Type of Course: Sociology AS and A2
In a nutshell, sociology is a combination of history, human geography and politics. Sociology is the study of social behaviour and organisations. It looks at how we are moulded by culture and “packaged” by social institutions such as schools. Early sociologists like Marx, Weber and Durkheim were fascinated by the rapid changes to society that had taken place during the industrial revolution. We investigate the main methods sociologists use to do their research.
AS The Family. – The “dark side” of everyday life?
Education .– What are schools really for?
A2 Crime and Deviance – Who decides what behaviour gets punished?
The course is very interesting, but demanding. It incorporates a wide variety of teaching and learning styles. Good use is made of video and newspaper extracts and there is plenty of scope for discussion and group tasks. We investigate and evaluate the theories that sociologists use to explain patterns of behaviour in the education system and in the family. Sociologists believe that we are highly influenced by our family and the education system and seek to understand certain trends such as the decline in the birth rate and the difference in educational performance between boys and girls and between different ethnic groups. Have a look at some of the sociology texts in the library to find out more.
The status of the subject itself is also a matter of debate. Can you study human behaviour in an objective and value free way? Is sociology a science? Should social researchers working covertly be allowed to break the law if they infiltrate criminal gangs in order to gain a deeper insight into the motives behind criminal behaviour?

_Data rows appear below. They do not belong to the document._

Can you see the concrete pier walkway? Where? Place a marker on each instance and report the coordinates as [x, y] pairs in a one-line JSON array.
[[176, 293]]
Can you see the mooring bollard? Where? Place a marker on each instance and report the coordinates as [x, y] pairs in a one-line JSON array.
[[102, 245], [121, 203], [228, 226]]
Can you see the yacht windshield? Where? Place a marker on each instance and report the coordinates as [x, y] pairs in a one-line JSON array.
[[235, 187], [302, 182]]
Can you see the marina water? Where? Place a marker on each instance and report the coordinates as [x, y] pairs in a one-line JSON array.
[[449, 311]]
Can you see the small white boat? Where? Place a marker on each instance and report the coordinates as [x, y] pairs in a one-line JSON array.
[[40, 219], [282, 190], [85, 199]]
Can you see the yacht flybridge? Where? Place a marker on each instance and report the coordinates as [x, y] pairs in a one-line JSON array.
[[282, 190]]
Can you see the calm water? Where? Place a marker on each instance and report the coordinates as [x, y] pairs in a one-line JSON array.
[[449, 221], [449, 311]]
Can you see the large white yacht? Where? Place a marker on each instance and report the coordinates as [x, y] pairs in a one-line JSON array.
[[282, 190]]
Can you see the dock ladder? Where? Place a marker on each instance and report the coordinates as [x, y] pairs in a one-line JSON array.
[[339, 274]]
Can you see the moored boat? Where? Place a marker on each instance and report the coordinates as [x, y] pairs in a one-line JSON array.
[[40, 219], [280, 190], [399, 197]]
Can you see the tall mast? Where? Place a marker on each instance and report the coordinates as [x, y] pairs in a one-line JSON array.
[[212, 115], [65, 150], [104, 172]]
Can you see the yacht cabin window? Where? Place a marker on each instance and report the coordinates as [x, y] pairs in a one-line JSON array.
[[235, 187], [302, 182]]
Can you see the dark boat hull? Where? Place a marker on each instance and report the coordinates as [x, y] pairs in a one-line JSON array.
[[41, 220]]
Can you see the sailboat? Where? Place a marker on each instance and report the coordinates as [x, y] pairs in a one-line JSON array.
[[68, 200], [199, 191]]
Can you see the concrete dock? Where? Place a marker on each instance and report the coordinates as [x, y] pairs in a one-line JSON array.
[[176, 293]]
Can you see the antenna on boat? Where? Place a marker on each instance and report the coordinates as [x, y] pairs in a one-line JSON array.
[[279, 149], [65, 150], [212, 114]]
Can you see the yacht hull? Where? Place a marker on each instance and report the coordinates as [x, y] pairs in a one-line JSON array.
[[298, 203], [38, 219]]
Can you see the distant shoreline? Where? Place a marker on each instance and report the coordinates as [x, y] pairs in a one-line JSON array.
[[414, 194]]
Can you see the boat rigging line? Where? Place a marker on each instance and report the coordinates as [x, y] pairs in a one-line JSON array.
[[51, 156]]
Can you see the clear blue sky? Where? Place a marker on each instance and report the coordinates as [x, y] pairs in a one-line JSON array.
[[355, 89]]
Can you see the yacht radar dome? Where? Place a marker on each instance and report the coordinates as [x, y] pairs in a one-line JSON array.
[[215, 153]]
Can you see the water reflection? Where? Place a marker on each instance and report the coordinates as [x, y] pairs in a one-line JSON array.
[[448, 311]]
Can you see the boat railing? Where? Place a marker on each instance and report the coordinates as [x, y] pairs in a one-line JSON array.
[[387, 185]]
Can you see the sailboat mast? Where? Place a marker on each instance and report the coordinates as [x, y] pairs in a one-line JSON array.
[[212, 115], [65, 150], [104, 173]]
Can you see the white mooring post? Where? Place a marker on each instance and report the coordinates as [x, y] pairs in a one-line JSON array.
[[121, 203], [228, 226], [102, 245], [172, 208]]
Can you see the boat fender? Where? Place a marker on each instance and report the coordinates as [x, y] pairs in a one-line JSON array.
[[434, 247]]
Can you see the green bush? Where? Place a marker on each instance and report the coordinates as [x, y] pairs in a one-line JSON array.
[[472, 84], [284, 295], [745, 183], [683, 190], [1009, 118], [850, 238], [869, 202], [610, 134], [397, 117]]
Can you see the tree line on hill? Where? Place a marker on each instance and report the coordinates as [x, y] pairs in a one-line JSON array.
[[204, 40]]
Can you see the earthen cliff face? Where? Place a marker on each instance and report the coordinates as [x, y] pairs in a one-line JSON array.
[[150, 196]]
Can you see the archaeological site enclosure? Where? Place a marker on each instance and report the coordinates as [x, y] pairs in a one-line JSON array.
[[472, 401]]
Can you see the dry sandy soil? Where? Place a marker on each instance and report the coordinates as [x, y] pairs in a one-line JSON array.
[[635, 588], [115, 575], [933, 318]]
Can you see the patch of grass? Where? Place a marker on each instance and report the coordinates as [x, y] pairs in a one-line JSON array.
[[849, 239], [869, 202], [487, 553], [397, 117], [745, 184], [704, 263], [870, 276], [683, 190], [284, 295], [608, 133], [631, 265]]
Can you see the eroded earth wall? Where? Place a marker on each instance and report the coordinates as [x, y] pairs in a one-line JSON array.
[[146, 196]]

Only take this course if you can cope with more difficult questions than easy answers!
2 modules will be assessed at AS Level
2 further modules will be assessed to complete the full A Level
Sociology students go on to study a wide range of courses at university. Recent examples have been Anthropology, Criminology, Law, History and Education. Sociology can be linked to careers in advertising, market research, the police, law, journalism, social work, education, public relations and personnel.